紙芯をなくすことで一般的なシングル60mの2倍以上の長さを実現。再生紙100%の地球にやさしいトイレットペーパーです。
利用すればするほど資源のムダ使いを減らし、ユニセフに募金もできる。まさに「おみごと!」な商品が、40年以上愛され続けるやわらかコアノンロールです。
“コアノン”とは文字通り、芯(=コア)のない(=ノン)トイレットペーパーのこと。1982年に灘神戸生協(現・コープこうべ)の組合員から、「業務用のように紙芯がなく、長く巻いた商品はできないの?」という声がありました。紙芯がなければ使い終わってもゴミが出ず、その分長く巻けるという発想です。そこで、1983年に日本生協連が商品化。全国の生協で取り扱いが始まりました。

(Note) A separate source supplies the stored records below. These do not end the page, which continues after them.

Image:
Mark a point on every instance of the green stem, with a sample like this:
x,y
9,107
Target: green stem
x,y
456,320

「コアノンロールは再生紙を100%使っていますが、当時、リサイクルが難しかった牛乳パックの再利用も目的の一つでした。現在は全国7社の製紙会社でコアノンロールを作っています」と話すのは、大阪府で唯一のトイレットペーパーメーカーである株式会社リバースの五十棲義人さん。
そもそもコアノンロールは専用の芯棒を突き刺して使用する細穴タイプのみでしたが、1992年に一般的な家庭用ホルダーで使用できる太穴タイプの「ワンタッチコアノン」が発売になりました。同社ではコープきんきに所属する7つの生協の組合員に向け、この太穴タイプを製造しています。

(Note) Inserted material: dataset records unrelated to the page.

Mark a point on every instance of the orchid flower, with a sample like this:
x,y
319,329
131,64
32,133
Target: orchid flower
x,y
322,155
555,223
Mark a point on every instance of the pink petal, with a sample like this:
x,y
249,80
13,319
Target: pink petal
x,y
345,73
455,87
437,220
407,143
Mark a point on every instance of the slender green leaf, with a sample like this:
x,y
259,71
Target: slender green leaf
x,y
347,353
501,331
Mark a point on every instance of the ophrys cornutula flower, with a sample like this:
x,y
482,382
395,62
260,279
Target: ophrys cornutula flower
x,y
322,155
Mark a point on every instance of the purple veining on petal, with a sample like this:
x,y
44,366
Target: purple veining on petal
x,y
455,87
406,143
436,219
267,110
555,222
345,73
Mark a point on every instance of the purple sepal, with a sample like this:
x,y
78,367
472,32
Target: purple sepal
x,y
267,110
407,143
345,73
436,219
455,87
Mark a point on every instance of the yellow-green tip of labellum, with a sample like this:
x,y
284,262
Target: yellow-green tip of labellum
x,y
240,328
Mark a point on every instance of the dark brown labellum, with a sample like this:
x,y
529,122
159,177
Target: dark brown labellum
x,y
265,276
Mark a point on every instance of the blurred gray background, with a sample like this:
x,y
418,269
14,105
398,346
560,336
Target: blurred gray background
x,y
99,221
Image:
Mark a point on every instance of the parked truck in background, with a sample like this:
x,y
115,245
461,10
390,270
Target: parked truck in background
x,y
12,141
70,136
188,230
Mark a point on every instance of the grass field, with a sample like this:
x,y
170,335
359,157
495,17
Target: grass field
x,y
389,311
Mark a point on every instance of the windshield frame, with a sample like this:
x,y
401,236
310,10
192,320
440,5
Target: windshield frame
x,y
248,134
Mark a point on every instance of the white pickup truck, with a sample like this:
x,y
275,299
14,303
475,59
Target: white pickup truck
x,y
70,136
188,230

「当社では原料となる古紙の約半分が企業から回収した機密書類。企業秘密や個人情報が記された機密書類の回収サービスも当社の重要な業務です。書類を束ねるバインダーやファイルなどのプラスチック、留め具やクリップなどの金属も分離して処理することができます」
2002年に創業したリバースは、再生紙業界ではまだまだ“新参者”ですが、現代社会に求められる環境配慮型の工場で地球にやさしいものづくりを創業当初からめざしています。その一つのコンセプトが“ゼロエミッション”。製造時に発生するゴミも自社で再利用する取り組みです。
「ゼロエミッションの最たるものが、サーマル(=熱の)リサイクルです。機密書類を束ねるバインダーやファイル、牛乳パックのラミネートはそもそも石油が原料のプラスチック。ダイオキシンが発生しないボイラーで燃やすことで、発生した熱をトイレットペーパーの製造に再利用しています」。

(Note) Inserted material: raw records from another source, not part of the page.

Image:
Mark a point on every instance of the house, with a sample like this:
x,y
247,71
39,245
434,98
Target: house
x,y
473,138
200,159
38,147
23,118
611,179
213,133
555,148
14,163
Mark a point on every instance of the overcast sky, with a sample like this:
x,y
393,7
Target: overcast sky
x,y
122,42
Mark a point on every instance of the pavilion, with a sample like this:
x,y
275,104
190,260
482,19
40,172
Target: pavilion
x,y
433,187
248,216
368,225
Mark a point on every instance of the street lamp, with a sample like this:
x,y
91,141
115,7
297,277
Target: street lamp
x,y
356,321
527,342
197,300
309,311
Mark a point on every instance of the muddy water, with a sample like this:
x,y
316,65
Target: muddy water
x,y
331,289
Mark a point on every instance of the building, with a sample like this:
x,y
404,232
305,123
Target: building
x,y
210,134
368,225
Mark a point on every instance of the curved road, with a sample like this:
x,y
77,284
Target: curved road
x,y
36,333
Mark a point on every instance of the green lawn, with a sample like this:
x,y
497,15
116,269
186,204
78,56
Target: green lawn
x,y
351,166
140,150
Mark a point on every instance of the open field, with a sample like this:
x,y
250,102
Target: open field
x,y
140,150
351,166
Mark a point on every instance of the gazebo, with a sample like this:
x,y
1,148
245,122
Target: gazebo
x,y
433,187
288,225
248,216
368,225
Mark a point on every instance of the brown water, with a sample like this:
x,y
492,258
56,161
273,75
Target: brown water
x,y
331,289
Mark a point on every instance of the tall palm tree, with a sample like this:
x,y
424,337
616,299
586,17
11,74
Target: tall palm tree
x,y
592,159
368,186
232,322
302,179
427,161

再生紙を使ったトイレットペーパーの製造工程は、大きく分けて「古紙から紙の繊維を取り出す」「紙を抄く」「加工する」の3つ。まずは古紙を破砕機で裁断し、パルパーとよばれる大きな釜で溶かします。
「温水の入った巨大なミキサーで切り刻むようなイメージですよ」と五十棲さん。 その後、半日ほど熟成させて紙の繊維をほどけやすくし、プラスチックや金属などの紙にならない異物を除去。さらに紙の繊維に含まれるインクやチリ、ほこりを除いてやっときれいな紙の繊維を取り出せます。
「その後は紙の繊維を薄く延ばして瞬時に乾かし巻き上げ、トイレットペーパーのもとになるジャンボロールを作るのです」。
ここからいよいよ加工ですが、コアノンロールの柔らかさはこの工程に秘密が。表面に凸凹をつけるエンボス加工で繊維を潰し、柔らかくしているのです。また、続く裁断工程にもさらなる秘密がありました。
「一般的なトイレットペーパーの紙幅は114㎜ですが、コアノンは105㎜。ほんの少し紙幅を狭くすることで資源の節約に貢献し、パッケージも小さくて済むのです」。
コアノンロールを製造する7社は品質会議を毎年開き「まだまだ改良の余地がある!」と切磋琢磨しています。一方、2010年には「コアノンスマイルスクールプロジェクト」がスタート。コアノンロールを1パック買うごとに1円がユニセフを通じてアンゴラ共和国に寄付されます。これからも進化を続けるコアノンロールに乞うご期待です。
「コアノンスマイルスクールプロジェクト」とは、コアノンロールを製造する全国7社が協議して、「トイレットペーパー以外の価値も生み出したい」と2010年11月よりスタートしたプロジェクトです。
当時、5歳未満児の死亡率が世界一高いといわれたアフリカ・アンゴラ共和国へ、1パックにつき1円がユニセフを通じて寄付されます。寄付されたお金は、「学校にトイレを作る」「水道を整備する」「先生への教育」など、子どもたちが楽しく学べる環境づくりに使われます。1パックにつきわずか1円ですが、昨年度は1年間で1500万円以上の寄付金が集まりました。あらためて組合員に支持されるコアノンロールの底力を感じます。